Sourate Az-Zukhruf : L'ornement hypnotise ; la vérité guide même nue

Az-Zukhruf enseigne que le brillant peut devenir une unité de mesure truquée : on valide une façade avant de valider une preuve. La sourate réinstalle l'Umm al-Kitab comme fondation invisible, et le dhikr comme la capacité de voir à travers le décor.

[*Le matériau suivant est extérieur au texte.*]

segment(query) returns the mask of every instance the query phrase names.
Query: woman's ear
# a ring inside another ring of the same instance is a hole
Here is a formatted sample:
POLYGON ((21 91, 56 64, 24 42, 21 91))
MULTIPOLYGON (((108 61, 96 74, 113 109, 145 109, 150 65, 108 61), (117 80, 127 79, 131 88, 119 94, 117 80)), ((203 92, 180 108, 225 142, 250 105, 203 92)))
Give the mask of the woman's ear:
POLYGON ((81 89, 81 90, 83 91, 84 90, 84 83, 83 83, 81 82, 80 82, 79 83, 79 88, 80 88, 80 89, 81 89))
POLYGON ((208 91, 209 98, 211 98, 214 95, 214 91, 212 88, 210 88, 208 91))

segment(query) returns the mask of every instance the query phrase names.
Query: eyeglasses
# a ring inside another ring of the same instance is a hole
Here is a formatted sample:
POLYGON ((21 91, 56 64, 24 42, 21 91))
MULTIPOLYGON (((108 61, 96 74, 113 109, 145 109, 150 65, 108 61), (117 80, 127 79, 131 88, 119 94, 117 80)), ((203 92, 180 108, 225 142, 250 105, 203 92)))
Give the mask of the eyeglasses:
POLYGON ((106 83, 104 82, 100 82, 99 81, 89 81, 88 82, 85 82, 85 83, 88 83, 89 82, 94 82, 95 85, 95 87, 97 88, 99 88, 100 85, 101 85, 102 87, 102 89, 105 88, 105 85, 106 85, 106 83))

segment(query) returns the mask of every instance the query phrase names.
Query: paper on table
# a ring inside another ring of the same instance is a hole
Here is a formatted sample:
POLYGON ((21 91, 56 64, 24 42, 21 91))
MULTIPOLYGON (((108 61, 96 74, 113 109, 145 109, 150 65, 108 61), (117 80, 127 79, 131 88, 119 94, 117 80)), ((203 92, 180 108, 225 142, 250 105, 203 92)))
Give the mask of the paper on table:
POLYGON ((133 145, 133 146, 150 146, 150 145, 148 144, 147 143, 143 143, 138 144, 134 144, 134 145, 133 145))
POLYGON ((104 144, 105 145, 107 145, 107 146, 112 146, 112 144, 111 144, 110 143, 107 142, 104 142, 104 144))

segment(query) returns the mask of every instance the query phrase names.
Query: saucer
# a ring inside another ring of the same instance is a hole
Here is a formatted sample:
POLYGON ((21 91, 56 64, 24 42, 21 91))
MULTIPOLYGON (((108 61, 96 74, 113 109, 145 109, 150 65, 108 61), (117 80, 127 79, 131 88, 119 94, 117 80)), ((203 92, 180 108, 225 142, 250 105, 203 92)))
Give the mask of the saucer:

La question que l’on ne pose jamais

Pourquoi peut-on être sûr d’avoir « bien jugé » alors que l’on n’a jugé que ce qui brille ?

Il y a des moments où une façade suffit. Un lieu parfaitement fini, une image parfaitement cadrée, un nom qui « sonne » comme une garantie, une histoire racontée comme une publicité impeccable. Et sans s’en rendre compte, on donne son assentiment au prestige avant de le donner à la preuve. On croyait que c’était un détail. Mais Sourate Az-Zukhruf révèle que ce détail est un système : un mètre étalon intérieur, un mode de lecture du monde, une unité de mesure qui peut être truquée.

Elle place face à nous l’une des phrases les plus inquiétantes du Coran sur la perception humaine :

﴿وَإِنَّهُمْ لَيَصُدُّونَهُمْ عَنِ السَّبِيلِ وَيَحْسَبُونَ أَنَّهُم مُّهْتَدُونَ﴾

Ils les détournent du chemin, et ceux-ci pensent être bien guidés.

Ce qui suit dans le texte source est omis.